There were several technical challenges on this project. The first one was that Joanna wanted to do this short on paper. You'd think that after over a century of traditional hand drawn animation, this wouldn't be a technical issue, but surprisingly, it was. She had used Digicel Flipbook for her pencil tests, and still to this day, there is nothing better for hand drawn animation testing. We tried to make it work for the full production, but I just couldn't get it to do what I wanted. This short had 4,450 individual inked drawings that needed to be scanned, processed, organized, named, sequenced, and colored; a daunting task that I had to figure out a new way to achieve.


This short was actually animated at 30 frames per second instead of the normal 24.  I unsuccessfully advocated for 24 fps because it's 1/6th less work, but Joanna wanted 30fps.

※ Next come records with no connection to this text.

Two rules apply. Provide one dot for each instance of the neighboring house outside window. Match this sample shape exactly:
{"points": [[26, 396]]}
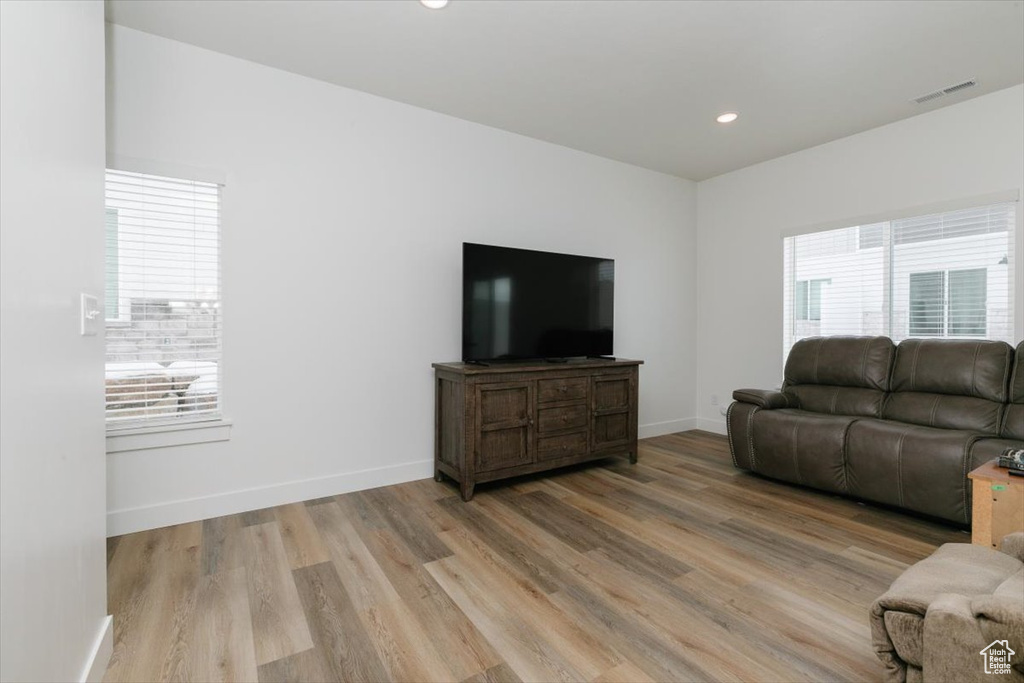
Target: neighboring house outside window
{"points": [[945, 274], [948, 303], [162, 300]]}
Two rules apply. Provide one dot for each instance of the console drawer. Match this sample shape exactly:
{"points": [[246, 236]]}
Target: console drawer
{"points": [[561, 418], [568, 388], [549, 447]]}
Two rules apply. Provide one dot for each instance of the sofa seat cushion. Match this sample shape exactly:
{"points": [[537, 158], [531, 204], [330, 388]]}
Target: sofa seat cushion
{"points": [[937, 410], [906, 630], [802, 446], [987, 575], [830, 399], [963, 568], [920, 468]]}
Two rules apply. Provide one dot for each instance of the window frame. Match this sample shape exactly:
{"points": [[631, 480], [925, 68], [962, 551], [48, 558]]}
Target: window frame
{"points": [[158, 434], [1015, 308]]}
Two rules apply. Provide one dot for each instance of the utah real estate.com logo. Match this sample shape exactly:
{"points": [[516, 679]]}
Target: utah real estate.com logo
{"points": [[997, 656]]}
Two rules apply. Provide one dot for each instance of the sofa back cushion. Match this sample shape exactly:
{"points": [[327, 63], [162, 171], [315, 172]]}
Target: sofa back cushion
{"points": [[840, 375], [953, 384], [1013, 421]]}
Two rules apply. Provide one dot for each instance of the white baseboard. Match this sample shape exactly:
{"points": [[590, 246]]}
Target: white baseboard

Much of her work up to that point was done for broadcast commercials that were produced at 30fps, so she was already accustomed to work that way, but it gave her the ability to hit musical cues a bit easier and makes the animation a bit more fluid. 

In February of 2013, the Inks were finished, Darren & I were nearly done with the paint, so Joanna moved on the finishing the backgrounds. She had only done rough layouts for the environments so she new where the characters would land, but hadn't really created a finished background yet. She had spent a lot of time researching Mary Blair and Samurai Jack (as you do), and started from the beginning. she completed the scene that appeared as the puppet theater falls down and asked me what thought. the conversation went something like this:

Me: "That's great! You have to create that for the rest of the short."
Joanna: " I can't do this for every scene! I just wanted swaths of color washes!"
Me: "Too bad, you made this and that's the way the short needs to look."
Joanna: < Insert cry like Lucille Ball from I Love Lucy. />
...3 months & 25 Backgrounds later 
Joanna: "Wow! I really like the way this looks!"